I clienti delle e-bike che ancora non usano auto elettriche sono dei potenziali ambasciatori della normalità nella ricarica di quei veicoli, perché stanno già facendo quell’esperienza con le due ruote. Inoltre sono tra i primi ad aprirsi, quarantena permettendo, a una consapevolezza alternativa sulle distanze da percorrere con mezzi diversi.
Secondo i dati che Brinkerhoff compulsa nel suo post, negli Stati Uniti è di 120 miglia (poco meno di 200 chilometri) la distanza di guida giornaliera abituale che non richiede al pubblico la necessità di ricarica nel tragitto.

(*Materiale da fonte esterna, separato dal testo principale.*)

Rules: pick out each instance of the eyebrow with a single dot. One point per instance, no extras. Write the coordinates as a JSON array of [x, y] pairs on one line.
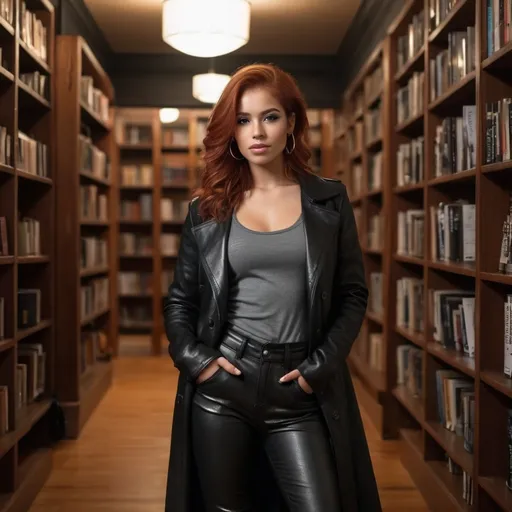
[[262, 113]]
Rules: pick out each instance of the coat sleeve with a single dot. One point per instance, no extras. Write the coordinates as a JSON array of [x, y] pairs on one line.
[[348, 305], [181, 309]]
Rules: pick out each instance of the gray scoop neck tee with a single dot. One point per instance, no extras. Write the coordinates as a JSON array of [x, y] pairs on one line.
[[267, 293]]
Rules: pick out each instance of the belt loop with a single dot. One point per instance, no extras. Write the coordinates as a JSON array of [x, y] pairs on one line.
[[241, 348], [287, 357]]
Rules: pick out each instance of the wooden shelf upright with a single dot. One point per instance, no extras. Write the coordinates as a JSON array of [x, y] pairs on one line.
[[158, 167], [363, 165], [447, 385], [27, 257], [86, 189]]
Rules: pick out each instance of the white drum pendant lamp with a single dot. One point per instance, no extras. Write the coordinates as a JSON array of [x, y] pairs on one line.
[[206, 28], [207, 87]]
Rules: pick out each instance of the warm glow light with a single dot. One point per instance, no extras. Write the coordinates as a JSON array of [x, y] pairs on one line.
[[169, 115], [206, 28], [208, 87]]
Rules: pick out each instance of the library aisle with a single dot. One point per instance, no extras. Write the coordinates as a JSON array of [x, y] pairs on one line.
[[119, 463]]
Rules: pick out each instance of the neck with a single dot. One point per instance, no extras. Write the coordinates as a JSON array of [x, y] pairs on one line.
[[270, 175]]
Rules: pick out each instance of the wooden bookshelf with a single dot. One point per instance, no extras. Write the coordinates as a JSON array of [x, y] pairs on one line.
[[363, 148], [158, 164], [86, 234], [27, 267], [413, 406]]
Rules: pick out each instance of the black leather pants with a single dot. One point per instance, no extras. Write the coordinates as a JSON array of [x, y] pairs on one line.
[[233, 416]]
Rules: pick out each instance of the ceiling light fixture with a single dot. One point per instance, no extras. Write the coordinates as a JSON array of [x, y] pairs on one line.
[[169, 115], [206, 28], [207, 87]]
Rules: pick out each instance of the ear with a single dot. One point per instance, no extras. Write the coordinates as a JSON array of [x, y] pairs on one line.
[[291, 123]]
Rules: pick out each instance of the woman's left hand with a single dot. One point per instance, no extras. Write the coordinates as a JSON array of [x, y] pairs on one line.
[[295, 374]]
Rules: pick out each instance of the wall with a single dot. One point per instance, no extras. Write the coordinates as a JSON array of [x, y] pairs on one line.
[[160, 80], [368, 28]]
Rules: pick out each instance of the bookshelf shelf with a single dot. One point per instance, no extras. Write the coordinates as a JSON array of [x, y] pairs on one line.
[[498, 491], [27, 201], [87, 326], [411, 403], [457, 94], [445, 330], [457, 19]]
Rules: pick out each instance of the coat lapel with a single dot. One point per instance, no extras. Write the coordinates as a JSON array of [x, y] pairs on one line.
[[320, 225], [212, 240]]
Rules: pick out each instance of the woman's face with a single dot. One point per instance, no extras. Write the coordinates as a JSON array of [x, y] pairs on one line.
[[262, 127]]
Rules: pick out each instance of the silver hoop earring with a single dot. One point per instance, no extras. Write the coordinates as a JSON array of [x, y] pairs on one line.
[[290, 151], [231, 152]]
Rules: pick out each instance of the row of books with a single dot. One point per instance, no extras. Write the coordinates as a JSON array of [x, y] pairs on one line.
[[131, 133], [452, 317], [32, 155], [32, 31], [373, 123], [176, 136], [138, 175], [355, 138], [37, 81], [453, 231], [93, 98], [94, 297], [93, 204], [411, 43], [4, 240], [131, 283], [5, 147], [409, 369], [499, 31], [29, 237], [410, 231], [410, 162], [375, 304], [409, 304], [498, 131], [409, 99], [505, 262], [130, 314], [135, 244], [375, 237], [373, 83], [140, 209], [92, 160], [93, 252], [29, 307], [7, 11], [450, 65], [375, 171], [455, 143], [356, 182], [439, 10], [173, 210]]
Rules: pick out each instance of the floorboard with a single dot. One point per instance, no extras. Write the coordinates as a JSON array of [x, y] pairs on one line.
[[119, 463]]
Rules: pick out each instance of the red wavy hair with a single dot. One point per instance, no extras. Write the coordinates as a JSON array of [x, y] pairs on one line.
[[224, 179]]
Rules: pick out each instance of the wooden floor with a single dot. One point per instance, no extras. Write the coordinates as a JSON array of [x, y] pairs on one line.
[[119, 463]]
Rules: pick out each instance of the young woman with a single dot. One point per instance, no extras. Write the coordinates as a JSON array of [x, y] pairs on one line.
[[268, 296]]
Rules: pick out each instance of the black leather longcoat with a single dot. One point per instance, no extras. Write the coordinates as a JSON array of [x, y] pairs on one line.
[[195, 316]]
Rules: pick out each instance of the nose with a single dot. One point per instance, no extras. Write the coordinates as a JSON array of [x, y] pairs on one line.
[[258, 131]]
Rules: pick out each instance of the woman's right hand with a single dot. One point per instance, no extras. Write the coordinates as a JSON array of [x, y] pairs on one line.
[[215, 366]]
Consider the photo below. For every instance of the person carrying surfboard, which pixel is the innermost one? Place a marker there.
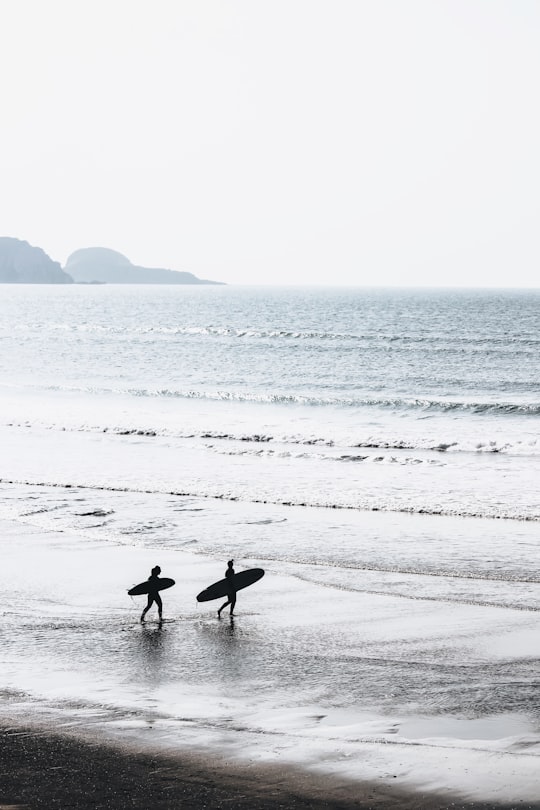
(153, 595)
(231, 592)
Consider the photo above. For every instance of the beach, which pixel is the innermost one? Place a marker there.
(375, 453)
(289, 685)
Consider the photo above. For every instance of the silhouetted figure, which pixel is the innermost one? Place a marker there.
(153, 593)
(229, 576)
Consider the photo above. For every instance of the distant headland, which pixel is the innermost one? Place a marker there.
(21, 263)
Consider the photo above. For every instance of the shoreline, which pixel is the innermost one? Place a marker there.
(43, 768)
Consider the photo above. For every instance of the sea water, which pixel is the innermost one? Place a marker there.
(376, 451)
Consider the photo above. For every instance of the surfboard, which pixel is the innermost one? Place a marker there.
(221, 588)
(144, 587)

Ma da questo lato dell’Atlantico viviamo su distanze ben più ridotte di quelle nordamericane. A questo genere di autonomia arrivano anche le auto elettriche della vecchia generazione: le Volkswagen e-Golf, le BMW i3.
E a maggior ragione moltissime delle nuove compatte che i gruppi auto hanno previsto di far uscire in questo travagliato 2020. Così c’è da riflettere su quello che scrive l’autore americano: “la range anxiety è soprattutto una paura intensificata da quelli che hanno interesse a garantirsi che l’adozione di veicoli elettrici non avvenga mai”.
Brinkerhoff ha anche un ulteriore argomento per chi si focalizza sull’autonomia. Il confronto tra Tesla Model 3 e altri modelli in vendita negli U.S.A. gli suggerisce che più che al solo range la clientela sia attenta oggi al rapporto prezzo/autonomia.
E qui usa un argomento che sembra andare contro a ciò che intende dimostrare. Il miglior rapporto prezzo/autonomia (secondo una tabella presa a prestito dall’agenzia Bloomberg) in America appartiene a modelli che sono best seller nelle vendite e che hanno inoltre autonomie elevate.
Ovvero Tesla Model 3 Long Range (con rapporto prezzo/autonomia di $141 per miglio percorso), Chevy Bolt ($157) e Tesla Model 3 Standard Range ($160). Così nel lungo post del ricercatore di Stanford questo argomento sembra portare dalla parte opposta, senza convincerci che modelli con batterie di autonomia non iperbolica e smarcarsi dalla range anxiety vadano a braccetto.
Ma il ragionamento di Brinkerhoff vale più dell’esempio che porta a suo sostegno. Perché se si sceglie di valutare il rapporto prezzo/autonomia anche per modelli europei e si compila una tabella della gamma elettrica disponibile da questo lato dell’Atlantico si nota che fornisce risultati molto diversi da quelli americani.
Un po’ per la gamma diversa disponibile, un po’ perché autonomia WLTP e EPA non sono identiche, la metrica esportata in Europa come si vede è guidata da citycar elettriche: Renault Zoe, Peugeot e-208, Opel Corsa-e. Anche se i nuovi modelli PSA hanno appena iniziato a farsi notare dal pubblico e non hanno ancora avuto i successi di vendita di Zoe.
Ma la logica crediamo sia chiara. Anche nell’auto elettrica può esistere un’area dove non domina il carisma di marca o la camicia di forza della range anxiety: batterie dal costo ragionevole grazie alla rinuncia all’inseguire lunghe autonomie e quindi prezzi accessibili sono la cifra di questo spazio, che varrà la pena seguire.